Carol Adams admits that there are still negative views of the council but feels the tide is turning for younger teachers
Carol Adams likes to measure her success at the General Teaching Council for England by the letters she receives.
In 2000, when the GTC was launched, she would regularly open letters full of expletives, or threatening to take her to the Court of Human Rights.
This autumn, when she announced her departure after seven years as chief executive, she received an anonymous retirement card. The message read simply: "from an ardent teacher".
"We were starting from scratch," Ms Adams said. "People initially objected to the whole notion of a GTC; felt that it infringed their human rights.
"But the tide is turning. Young teachers accept that there's accountability, that if you fall below a certain standard you shouldn't be allowed to teach."

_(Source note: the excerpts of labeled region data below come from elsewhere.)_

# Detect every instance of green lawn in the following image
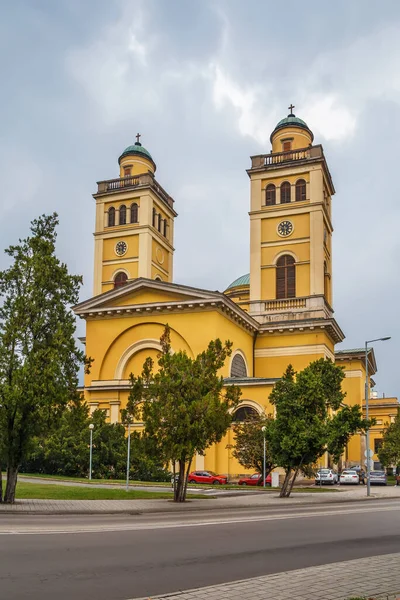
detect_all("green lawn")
[16,480,210,500]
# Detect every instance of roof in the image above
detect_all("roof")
[118,142,154,163]
[270,113,314,142]
[226,273,250,290]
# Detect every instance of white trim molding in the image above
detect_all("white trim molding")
[114,338,162,379]
[254,344,335,362]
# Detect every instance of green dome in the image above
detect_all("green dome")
[270,113,314,142]
[226,273,250,291]
[118,142,154,164]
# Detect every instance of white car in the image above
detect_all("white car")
[339,469,360,485]
[315,469,339,485]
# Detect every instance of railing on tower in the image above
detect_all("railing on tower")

Teacher accountability has been a sore point. The council has regularly been criticised for its failure to impose effective sanctions: teachers guilty of serious assault, of accessing pornography on school computers and of drinking on school grounds have all been allowed to continue teaching.
"Every case is considered individually," said Ms Adams. "Often, someone has had an unblemished career for years, then has a moment of weakness. We're not meant to be as punitive as possible. We're meant to be as close to justice as possible - what's right for that person."
She insists that the role of the GTC is not only to reprimand errant teachers, but also to provide opportunities for professional development and career advancement.
But a Mori poll, commissioned by the council this summer, found that only a fifth of teachers had a positive attitude towards it. A third were negative, and the remainder neutral.
And, while the GTC now works regularly with most teacher unions, the NASUWT maintains that the council should have only a regulatory role.
"You just have to think of more ways to engage with teachers," said Ms Adams. "But it was always going to be a long-term project."
When she retires, at the end of this month, the 58-year-old former history teacher plans to devote more time to ensuring that all children have equal access to education. She is part-time commissioner for the Commission of Racial Equality and she hopes to help other countries set up their own teaching councils.
She would also like to spend more time with her own two children, who are of university age. Her hobbies include playing the saxophone and practising salsa dancing.
"I've always had an in-tray," she said. "So it'll be nice to have some freedom. But I see the GTC as my baby. I hope it will be in the hands of someone who cares passionately about children's education."
Ms Adam's successor will be appointed early in the new year.